Anfang Dezember eröffnet in der Esslinger Altstadt ein rein veganes Tagescafé. Die Betreiberin will aber nicht den Zeigefinger erheben.
Ein weiterer Meilenstein ist geschafft: Die Siebträger-Kaffeemaschine ist gekommen. Nach und nach wird’s im Café Moos. „Der Gastraum ist fast fertig“, sagt Valentina Knoll strahlend, während fleißige Hände Regale zusammenschrauben, Dinge von links nach rechts tragen und hinter der Theke werkeln. Die Eröffnung steht kurz bevor. Ab dem 2. Dezember will sie nach monatelanger Umbauzeit und viel Eigenleistung endlich ins Eröffnungswochenende für ihr kleines Café in der Esslinger Altstadt starten. „Das ist mein Baby“, sagt sie.
Die Kundschaft erwartet ein Tagescafé, in dem zwischen 9 und 17 Uhr rustikale Brote, Kuchen, Waffeln und Pancakes serviert werden, außerdem Mittagstisch-Gerichte wie wechselnde Tagessuppen oder Bowls mit vornehmlich saisonalen Zutaten. Das Besondere: Bei Moos wird alles rein vegan sein. Valentina Knoll und ihr Partner ernähren sich selbst seit 2,5 Jahren im Alltag vornehmlich mit pflanzlichen Lebensmitteln, ab und zu wird auch vegetarisch gesündigt. Das ist es auch, was die 26-Jährige mit Moos bezweckt: keine Gastronomie mit erhobenem Zeigefinger, sondern ein gemütliches Café, in dem die Kundschaft vielleicht sogar erst im Nachhinein bemerkt, dass die Mahlzeiten komplett vegan sind. Ihr gehe es vor allem um leichte, gesunde Kost und eine Alternative zum bisherigen Essensangebot in der Stadt.

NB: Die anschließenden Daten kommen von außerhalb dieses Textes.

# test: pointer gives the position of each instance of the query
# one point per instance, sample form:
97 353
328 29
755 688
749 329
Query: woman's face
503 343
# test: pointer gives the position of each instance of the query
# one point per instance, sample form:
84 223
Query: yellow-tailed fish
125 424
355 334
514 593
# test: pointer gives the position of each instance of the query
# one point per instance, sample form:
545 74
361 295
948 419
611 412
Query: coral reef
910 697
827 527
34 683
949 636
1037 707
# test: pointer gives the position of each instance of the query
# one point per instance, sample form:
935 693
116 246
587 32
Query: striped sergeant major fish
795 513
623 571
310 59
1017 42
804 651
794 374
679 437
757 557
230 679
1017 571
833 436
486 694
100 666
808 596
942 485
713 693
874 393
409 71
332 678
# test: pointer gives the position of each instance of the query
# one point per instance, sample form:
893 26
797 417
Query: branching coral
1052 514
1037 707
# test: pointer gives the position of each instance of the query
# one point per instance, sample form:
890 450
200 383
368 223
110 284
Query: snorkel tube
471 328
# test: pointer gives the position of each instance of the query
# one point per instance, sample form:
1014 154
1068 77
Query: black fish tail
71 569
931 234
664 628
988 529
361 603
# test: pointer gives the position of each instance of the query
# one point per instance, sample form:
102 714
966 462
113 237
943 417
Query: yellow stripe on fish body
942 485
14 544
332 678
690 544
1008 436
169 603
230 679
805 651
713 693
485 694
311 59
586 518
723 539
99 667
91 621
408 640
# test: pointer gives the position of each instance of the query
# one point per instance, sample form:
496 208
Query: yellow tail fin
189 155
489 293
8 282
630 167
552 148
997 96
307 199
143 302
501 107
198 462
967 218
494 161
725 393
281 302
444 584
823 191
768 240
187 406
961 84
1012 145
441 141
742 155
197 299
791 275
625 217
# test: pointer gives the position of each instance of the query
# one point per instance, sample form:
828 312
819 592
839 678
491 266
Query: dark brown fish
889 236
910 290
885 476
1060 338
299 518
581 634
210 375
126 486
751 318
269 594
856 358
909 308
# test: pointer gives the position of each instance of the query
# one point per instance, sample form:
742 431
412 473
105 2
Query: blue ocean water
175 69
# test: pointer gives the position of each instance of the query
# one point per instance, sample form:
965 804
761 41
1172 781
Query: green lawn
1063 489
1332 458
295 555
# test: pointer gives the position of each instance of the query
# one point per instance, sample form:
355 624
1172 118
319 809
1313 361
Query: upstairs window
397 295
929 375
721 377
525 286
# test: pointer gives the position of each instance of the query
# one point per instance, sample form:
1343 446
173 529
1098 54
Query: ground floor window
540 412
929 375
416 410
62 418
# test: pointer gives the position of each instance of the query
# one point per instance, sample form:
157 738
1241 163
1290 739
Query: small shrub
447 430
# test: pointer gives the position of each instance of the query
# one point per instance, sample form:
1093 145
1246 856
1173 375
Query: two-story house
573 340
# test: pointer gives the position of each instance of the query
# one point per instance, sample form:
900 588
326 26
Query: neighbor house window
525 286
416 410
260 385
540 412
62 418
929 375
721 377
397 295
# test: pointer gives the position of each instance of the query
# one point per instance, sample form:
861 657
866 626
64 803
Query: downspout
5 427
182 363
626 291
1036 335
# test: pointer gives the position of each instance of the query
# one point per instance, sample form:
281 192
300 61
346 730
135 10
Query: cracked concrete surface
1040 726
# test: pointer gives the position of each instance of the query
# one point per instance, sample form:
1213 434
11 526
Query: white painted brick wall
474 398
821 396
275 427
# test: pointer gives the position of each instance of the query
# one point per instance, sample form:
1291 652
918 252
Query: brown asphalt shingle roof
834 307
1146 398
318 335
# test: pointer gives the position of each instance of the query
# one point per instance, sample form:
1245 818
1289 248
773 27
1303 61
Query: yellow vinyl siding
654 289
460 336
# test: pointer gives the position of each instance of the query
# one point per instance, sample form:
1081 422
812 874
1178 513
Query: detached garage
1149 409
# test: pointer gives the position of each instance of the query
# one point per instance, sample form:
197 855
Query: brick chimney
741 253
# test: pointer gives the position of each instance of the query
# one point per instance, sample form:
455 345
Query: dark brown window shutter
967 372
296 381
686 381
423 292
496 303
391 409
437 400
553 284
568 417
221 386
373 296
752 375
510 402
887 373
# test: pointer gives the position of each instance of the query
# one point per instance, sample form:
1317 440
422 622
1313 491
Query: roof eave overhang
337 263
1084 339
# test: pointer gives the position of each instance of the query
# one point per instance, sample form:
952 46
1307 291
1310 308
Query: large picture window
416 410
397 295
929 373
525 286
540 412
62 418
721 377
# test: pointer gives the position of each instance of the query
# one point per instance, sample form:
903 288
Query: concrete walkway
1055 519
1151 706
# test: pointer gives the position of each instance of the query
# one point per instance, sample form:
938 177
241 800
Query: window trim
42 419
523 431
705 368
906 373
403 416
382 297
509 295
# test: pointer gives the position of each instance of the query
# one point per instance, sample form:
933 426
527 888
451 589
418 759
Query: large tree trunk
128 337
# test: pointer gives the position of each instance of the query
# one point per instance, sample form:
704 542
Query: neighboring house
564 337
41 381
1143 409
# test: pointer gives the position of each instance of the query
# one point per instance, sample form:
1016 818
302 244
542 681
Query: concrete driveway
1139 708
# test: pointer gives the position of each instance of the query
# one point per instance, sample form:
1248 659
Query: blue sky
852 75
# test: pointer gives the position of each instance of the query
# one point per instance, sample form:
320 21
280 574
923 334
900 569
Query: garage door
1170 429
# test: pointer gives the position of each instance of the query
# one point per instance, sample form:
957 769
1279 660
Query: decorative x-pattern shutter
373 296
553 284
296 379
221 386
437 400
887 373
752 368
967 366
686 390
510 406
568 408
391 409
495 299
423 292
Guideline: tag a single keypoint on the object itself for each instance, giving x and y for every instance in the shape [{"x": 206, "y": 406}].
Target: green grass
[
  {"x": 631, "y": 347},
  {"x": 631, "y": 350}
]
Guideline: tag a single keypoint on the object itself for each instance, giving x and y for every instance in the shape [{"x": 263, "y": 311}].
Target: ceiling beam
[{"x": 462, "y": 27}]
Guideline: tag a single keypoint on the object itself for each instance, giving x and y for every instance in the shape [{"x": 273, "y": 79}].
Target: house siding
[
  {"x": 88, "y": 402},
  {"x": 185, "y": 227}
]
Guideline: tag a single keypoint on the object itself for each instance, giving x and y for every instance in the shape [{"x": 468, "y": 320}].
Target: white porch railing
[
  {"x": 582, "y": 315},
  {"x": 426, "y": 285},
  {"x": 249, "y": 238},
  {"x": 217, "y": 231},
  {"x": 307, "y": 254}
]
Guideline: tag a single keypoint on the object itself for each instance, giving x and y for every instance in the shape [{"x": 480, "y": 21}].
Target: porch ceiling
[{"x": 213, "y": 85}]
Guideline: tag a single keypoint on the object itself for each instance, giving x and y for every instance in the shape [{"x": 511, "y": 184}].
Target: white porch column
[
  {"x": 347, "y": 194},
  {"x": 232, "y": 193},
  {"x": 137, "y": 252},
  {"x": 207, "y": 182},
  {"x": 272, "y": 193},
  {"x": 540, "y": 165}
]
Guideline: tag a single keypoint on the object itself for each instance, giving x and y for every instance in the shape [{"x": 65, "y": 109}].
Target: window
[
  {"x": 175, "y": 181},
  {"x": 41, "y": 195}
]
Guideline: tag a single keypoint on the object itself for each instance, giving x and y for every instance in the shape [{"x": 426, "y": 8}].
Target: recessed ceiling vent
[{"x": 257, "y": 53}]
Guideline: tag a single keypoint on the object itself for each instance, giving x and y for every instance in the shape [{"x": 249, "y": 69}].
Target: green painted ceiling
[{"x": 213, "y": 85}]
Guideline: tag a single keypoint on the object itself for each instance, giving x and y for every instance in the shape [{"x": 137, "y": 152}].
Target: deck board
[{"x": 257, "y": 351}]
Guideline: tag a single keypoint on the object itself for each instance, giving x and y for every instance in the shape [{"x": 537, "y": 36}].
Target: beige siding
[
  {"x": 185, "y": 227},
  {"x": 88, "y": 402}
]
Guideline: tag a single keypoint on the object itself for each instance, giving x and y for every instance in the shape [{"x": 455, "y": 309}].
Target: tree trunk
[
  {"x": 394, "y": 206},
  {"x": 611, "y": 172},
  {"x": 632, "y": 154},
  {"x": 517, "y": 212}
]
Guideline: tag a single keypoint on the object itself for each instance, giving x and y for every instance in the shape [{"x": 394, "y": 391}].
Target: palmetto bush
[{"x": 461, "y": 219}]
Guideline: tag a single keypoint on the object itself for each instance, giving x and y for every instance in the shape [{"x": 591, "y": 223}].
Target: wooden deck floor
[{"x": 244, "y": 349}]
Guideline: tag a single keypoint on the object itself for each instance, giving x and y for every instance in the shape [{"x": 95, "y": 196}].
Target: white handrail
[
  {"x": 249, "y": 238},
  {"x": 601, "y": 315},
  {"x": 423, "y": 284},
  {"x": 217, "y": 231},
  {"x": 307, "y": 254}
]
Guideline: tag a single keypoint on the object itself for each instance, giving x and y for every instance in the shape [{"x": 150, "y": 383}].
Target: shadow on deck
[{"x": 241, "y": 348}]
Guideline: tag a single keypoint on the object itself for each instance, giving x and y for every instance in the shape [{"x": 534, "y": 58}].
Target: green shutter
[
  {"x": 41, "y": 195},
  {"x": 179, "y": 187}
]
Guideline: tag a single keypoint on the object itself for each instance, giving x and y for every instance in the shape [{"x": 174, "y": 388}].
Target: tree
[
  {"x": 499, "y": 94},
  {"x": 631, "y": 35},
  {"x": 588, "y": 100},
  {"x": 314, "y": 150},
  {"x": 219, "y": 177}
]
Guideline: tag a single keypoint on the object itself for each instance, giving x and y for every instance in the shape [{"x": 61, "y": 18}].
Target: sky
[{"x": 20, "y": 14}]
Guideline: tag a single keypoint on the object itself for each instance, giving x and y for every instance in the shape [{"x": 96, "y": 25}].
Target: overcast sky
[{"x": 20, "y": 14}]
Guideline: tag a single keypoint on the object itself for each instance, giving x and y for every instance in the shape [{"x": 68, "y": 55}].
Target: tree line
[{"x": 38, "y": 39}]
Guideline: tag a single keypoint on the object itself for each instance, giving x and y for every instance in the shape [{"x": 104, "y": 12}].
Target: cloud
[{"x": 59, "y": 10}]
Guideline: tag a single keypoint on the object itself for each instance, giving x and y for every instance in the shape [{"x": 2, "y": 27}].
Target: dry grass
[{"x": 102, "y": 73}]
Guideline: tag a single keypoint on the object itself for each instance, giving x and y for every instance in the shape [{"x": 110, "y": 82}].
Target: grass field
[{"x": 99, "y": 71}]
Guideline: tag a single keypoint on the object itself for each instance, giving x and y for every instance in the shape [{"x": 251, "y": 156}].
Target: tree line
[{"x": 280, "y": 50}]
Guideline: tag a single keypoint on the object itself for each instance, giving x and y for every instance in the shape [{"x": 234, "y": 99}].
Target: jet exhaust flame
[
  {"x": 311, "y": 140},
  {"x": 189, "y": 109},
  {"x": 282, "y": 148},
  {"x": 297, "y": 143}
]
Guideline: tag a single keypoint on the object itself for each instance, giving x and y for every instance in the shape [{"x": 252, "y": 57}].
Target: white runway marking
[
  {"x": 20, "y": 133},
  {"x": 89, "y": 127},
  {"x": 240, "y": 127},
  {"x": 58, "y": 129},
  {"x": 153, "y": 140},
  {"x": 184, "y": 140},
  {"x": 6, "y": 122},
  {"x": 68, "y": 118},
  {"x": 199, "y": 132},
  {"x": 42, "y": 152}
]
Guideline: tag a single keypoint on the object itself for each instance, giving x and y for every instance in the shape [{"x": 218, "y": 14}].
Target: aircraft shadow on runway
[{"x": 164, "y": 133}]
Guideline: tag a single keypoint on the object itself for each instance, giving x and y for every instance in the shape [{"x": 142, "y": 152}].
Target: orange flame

Der Markt ist da. Die Zahl derer, die in der Küche zeitweise oder komplett auf tierische Produkte verzichten, steigt. 7,9 Millionen Deutsche ordnen sich selbst als Vegetarier ein, teilt das Portal Statista mit; fast eine halbe Million mehr als noch 2021. Die Zahler der Veganer ist demnach im gleichen Zeitraum um 170 000 auf 1,58 Millionen Personen gestiegen. In Esslingen tun sich jene, die Milchprodukte und Eier weglassen wollen, in Sachen Gastronomie bislang schwerer als etwa in Stuttgart. Valentina Knoll hat sich aber nicht nur deswegen für den Standort an der Straße Unterer Metzgerbach entschieden. „Esslingen ist für mich eine der schönsten Städte“, sagt die Altbacherin.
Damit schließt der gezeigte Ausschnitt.